学級通信で重要なポイントは3つ!
――どのような形式で書いていますか。
紙に手書きして印刷発行するときはB5サイズ。学校で隙間時間を見つけて書き、その日のうちに配ることが多いですね。コロナ禍の影響で、今はWordで作成したものをPDF化してメールで保護者宛てに送っています。

現在は保護者向けにWordで作成。ペーパーレスで印刷の手間がなくなったので効率がよく、作業は1時間以内で済んでいる
子ども向けに書くと、親子で読んでくれるのでおすすめですよ。あえて漢字を多く使い、習っていないものにはふりがなをふってあげると、子どもは漢字に親しみが湧いてしだいに配った瞬間に読み始めます。そうなると、たまに保護者向けに書いたときも子どもは何とか読み解こうと友達と相談したり保護者に聞いたりするので、先生・子ども・保護者の間のコミュニケーションが円滑になっていきます。

多いときは年間200号発行。これは4コマ風だが、毎年フォーマットを変えている
――押さえておくべきポイントはありますか。
読み手の側に立つこと、これに尽きます。保護者も義務感で読むのはしんどいでしょうから、次の3点を意識しています。

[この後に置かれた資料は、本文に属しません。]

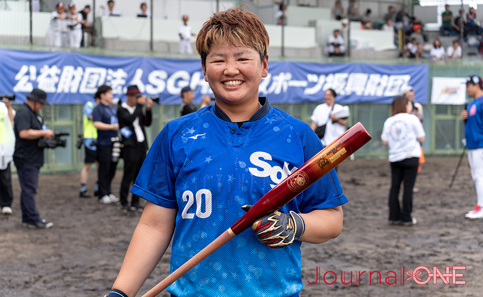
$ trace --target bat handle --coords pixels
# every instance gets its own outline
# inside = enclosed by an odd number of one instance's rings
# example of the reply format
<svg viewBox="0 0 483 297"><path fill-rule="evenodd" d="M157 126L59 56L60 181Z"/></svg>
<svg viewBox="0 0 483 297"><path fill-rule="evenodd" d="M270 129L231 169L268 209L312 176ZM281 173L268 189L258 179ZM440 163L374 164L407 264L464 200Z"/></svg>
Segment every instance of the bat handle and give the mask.
<svg viewBox="0 0 483 297"><path fill-rule="evenodd" d="M231 231L231 229L228 229L208 244L206 247L200 251L192 258L173 271L166 278L161 281L160 283L148 291L145 294L142 295L142 297L155 297L157 296L170 284L174 283L176 280L183 276L185 273L189 271L198 263L203 261L205 258L211 255L212 253L229 242L235 236L235 233Z"/></svg>

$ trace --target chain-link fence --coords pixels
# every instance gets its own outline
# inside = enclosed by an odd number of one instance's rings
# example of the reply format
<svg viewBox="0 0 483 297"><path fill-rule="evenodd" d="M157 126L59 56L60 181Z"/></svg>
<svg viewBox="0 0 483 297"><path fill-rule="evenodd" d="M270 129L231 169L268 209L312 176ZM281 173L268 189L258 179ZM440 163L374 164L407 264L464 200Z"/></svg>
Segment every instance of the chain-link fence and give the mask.
<svg viewBox="0 0 483 297"><path fill-rule="evenodd" d="M304 104L273 104L296 118L309 124L311 116L319 103ZM349 105L351 116L348 125L361 122L372 135L372 140L357 151L356 158L386 158L387 148L382 145L381 135L384 121L390 116L391 106L388 104ZM20 107L14 105L15 109ZM464 126L459 119L462 106L431 105L423 106L426 132L426 141L423 144L426 155L455 155L463 147ZM44 122L56 132L66 132L65 148L46 149L45 164L41 173L47 174L79 172L84 165L84 149L78 149L76 143L78 135L83 134L82 105L46 105L40 111ZM157 134L170 121L179 116L178 105L155 104L153 108L153 122L146 132L150 146ZM119 163L120 168L122 162Z"/></svg>

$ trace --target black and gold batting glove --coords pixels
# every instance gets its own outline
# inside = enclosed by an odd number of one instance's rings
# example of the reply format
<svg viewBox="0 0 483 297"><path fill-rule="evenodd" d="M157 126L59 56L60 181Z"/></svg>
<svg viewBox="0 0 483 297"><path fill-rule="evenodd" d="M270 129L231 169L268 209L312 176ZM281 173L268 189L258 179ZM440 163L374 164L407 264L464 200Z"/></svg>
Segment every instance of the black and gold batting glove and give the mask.
<svg viewBox="0 0 483 297"><path fill-rule="evenodd" d="M242 208L248 211L252 206L243 205ZM252 225L252 230L261 243L271 248L280 248L301 238L305 224L300 215L293 211L289 214L277 211L256 221Z"/></svg>

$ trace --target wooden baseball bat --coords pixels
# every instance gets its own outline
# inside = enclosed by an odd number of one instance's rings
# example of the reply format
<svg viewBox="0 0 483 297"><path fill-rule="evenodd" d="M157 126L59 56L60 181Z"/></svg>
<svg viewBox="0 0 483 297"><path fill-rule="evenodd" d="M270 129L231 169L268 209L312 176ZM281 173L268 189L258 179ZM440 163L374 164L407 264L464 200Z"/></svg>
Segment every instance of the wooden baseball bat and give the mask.
<svg viewBox="0 0 483 297"><path fill-rule="evenodd" d="M157 295L205 258L251 226L254 222L288 203L371 139L370 135L361 123L358 122L354 125L269 191L227 230L142 297L155 297Z"/></svg>

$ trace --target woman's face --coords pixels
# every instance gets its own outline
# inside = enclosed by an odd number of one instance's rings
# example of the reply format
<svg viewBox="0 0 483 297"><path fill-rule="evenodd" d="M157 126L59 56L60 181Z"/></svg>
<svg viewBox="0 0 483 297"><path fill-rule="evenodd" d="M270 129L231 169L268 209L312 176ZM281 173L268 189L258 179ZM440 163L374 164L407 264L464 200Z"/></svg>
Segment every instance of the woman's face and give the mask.
<svg viewBox="0 0 483 297"><path fill-rule="evenodd" d="M409 100L408 100L408 104L406 106L406 112L408 113L412 112L412 104L411 104L411 101Z"/></svg>

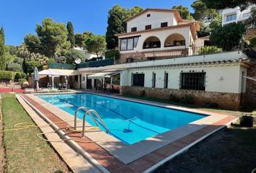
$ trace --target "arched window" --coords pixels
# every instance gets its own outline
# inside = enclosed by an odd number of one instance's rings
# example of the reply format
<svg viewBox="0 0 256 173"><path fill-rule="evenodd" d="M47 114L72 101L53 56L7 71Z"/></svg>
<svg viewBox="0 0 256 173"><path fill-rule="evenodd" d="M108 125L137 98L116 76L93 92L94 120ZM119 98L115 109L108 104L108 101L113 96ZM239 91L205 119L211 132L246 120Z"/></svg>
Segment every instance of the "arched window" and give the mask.
<svg viewBox="0 0 256 173"><path fill-rule="evenodd" d="M174 47L186 45L185 38L180 34L169 35L164 42L164 47Z"/></svg>
<svg viewBox="0 0 256 173"><path fill-rule="evenodd" d="M157 37L150 37L147 38L143 44L143 49L161 48L161 41Z"/></svg>

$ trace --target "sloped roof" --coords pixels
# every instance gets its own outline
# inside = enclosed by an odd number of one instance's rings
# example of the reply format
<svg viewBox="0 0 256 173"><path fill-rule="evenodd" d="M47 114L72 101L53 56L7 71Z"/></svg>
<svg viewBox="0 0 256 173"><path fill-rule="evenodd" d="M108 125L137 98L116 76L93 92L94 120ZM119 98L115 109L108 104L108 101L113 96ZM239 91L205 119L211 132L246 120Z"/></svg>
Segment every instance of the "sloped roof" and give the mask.
<svg viewBox="0 0 256 173"><path fill-rule="evenodd" d="M116 35L116 36L120 37L120 36L126 36L126 35L138 35L138 34L144 33L144 32L150 32L159 31L159 30L171 30L171 29L188 27L189 27L190 29L192 30L192 34L194 39L196 39L196 37L197 37L196 32L200 30L200 25L197 21L193 21L193 22L191 22L189 23L179 24L179 25L173 25L173 26L168 26L168 27L158 27L158 28L153 28L151 30L140 30L140 31L137 31L137 32L126 32L126 33L117 34L117 35Z"/></svg>
<svg viewBox="0 0 256 173"><path fill-rule="evenodd" d="M174 17L176 18L176 19L177 20L178 22L179 22L182 20L182 17L179 14L179 12L178 10L176 9L151 9L151 8L148 8L145 9L142 11L141 11L140 12L139 12L138 14L125 19L124 22L127 22L130 20L132 20L133 19L148 12L171 12L174 14Z"/></svg>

② フォントサイズを大きくするなどして文字数を減らす
③ 事実や目的を基に自分の主張や依頼をする
文字数が多いと伝えたいことも伝わらないので、この①と②を意識し、さらっと読めて大事なことが一目でわかるようにしています。「説得」するのではなく、「納得」してもらうためには③も大事です。学級通信は行動経済学と一緒。企業は購買促進のために自社の活動をアピールして消費者の好意を醸成することから始めたりしますが、学級通信も依頼は一方的になってはいけません。

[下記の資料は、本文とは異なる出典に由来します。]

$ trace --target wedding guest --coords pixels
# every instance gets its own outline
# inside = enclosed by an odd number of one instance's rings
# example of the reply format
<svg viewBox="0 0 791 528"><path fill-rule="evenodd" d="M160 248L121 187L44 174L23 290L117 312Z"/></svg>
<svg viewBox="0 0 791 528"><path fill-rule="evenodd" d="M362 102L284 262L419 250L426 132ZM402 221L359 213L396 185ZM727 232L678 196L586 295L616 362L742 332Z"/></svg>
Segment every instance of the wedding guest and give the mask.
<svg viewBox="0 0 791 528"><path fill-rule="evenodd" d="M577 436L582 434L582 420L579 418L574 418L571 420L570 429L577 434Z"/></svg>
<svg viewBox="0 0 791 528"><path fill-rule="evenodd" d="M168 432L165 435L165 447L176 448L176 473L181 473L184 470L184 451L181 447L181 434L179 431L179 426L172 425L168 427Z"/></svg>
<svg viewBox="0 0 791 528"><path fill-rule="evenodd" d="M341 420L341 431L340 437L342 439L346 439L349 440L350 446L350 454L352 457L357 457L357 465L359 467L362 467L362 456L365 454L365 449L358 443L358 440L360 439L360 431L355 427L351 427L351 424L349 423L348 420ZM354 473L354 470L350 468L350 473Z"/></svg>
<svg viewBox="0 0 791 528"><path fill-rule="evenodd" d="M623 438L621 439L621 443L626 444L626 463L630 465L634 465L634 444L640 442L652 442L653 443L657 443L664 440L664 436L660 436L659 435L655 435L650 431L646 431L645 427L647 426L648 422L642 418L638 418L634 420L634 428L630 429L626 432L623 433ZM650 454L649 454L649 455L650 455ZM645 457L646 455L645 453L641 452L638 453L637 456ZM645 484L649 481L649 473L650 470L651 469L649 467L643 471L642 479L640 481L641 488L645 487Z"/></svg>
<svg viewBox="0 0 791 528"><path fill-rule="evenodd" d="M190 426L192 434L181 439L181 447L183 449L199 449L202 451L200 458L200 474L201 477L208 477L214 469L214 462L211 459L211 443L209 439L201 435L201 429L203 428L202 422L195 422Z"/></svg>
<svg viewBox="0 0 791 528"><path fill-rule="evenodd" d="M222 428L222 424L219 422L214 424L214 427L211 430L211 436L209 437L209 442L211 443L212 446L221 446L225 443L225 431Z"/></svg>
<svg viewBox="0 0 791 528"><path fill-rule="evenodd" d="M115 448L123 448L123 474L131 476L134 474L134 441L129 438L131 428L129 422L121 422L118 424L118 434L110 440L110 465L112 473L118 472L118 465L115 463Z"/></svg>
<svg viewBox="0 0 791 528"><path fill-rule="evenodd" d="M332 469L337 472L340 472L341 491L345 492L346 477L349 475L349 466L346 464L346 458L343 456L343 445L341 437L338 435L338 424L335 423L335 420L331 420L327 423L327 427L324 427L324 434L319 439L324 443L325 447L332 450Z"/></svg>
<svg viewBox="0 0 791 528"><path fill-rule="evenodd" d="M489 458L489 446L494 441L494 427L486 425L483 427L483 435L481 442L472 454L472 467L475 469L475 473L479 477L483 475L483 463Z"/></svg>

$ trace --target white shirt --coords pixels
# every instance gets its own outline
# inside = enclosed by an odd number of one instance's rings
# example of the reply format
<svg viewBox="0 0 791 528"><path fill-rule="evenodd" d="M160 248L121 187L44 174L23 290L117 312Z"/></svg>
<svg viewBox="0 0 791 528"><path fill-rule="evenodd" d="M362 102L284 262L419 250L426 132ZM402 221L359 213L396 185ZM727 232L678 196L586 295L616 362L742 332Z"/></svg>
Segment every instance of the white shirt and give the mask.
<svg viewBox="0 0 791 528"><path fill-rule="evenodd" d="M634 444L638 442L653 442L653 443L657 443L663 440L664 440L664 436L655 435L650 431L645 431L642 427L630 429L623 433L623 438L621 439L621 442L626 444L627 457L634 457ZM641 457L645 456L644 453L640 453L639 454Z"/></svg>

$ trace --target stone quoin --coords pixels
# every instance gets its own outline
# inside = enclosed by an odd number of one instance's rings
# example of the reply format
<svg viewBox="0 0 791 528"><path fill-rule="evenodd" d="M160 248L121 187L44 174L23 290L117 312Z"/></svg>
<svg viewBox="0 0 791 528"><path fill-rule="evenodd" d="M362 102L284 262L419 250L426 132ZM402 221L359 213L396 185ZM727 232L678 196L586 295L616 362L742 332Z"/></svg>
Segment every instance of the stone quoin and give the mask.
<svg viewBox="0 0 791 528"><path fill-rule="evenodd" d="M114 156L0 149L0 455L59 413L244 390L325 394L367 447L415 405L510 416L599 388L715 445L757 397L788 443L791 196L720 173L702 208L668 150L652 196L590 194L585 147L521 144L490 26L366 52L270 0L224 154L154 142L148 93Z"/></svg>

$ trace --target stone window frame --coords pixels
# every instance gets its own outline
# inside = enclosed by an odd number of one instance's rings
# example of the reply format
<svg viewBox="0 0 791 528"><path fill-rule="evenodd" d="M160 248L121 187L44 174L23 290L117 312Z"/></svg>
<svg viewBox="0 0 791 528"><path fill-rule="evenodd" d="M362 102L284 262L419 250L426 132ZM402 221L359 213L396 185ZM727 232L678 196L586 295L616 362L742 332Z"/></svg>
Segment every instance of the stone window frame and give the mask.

事実の羅列だけでは「これは何のため?」と保護者に疑問が生じてしまうので、僕なりの哲学もセットで伝えます。例えば百人一首をやっているときは、その歴史や子どもたちの取り組みを伝えたうえで「日常的に言語文化に触れることで、自然に言葉に興味を持ってもらえたらうれしいです」と目的や僕の考えを添えます。「家でもやってください」と書くよりも「家でもやってみようかな」と思ってもらえるような気がしませんか。
こんなこともありました。「市内でインフルエンザが流行して学級閉鎖も出ており(=事実)、予防のため(=目的)手洗いを励行していますが(=すでに担任が行動しているという事実)、ハンカチがない子が多く、習慣化に向けてご協力ください(=依頼)」といった内容で書いたら、忘れる子が劇的に減ったのです。後日、協力いただいた結果と感謝も伝えると、連携の好循環が回っていきました。

ハンカチ持参率が劇的にアップしたときの学級通信
――毎日書くのは大変ではないですか。
僕の場合、学級通信を書く過程が自身の教育活動の振り返りになっている側面も大きいので、もう書かないという選択肢はありません。教員同士で学級通信をベースに自分の取り組みを紹介するなど、学び合うツールとしてもおすすめですよ。ただ、書くことが目的になりほかのことがおざなりになっては本末転倒。1週間のダイジェストを金曜日に発行するなど、無理のない範囲で気楽にやるといいと思います。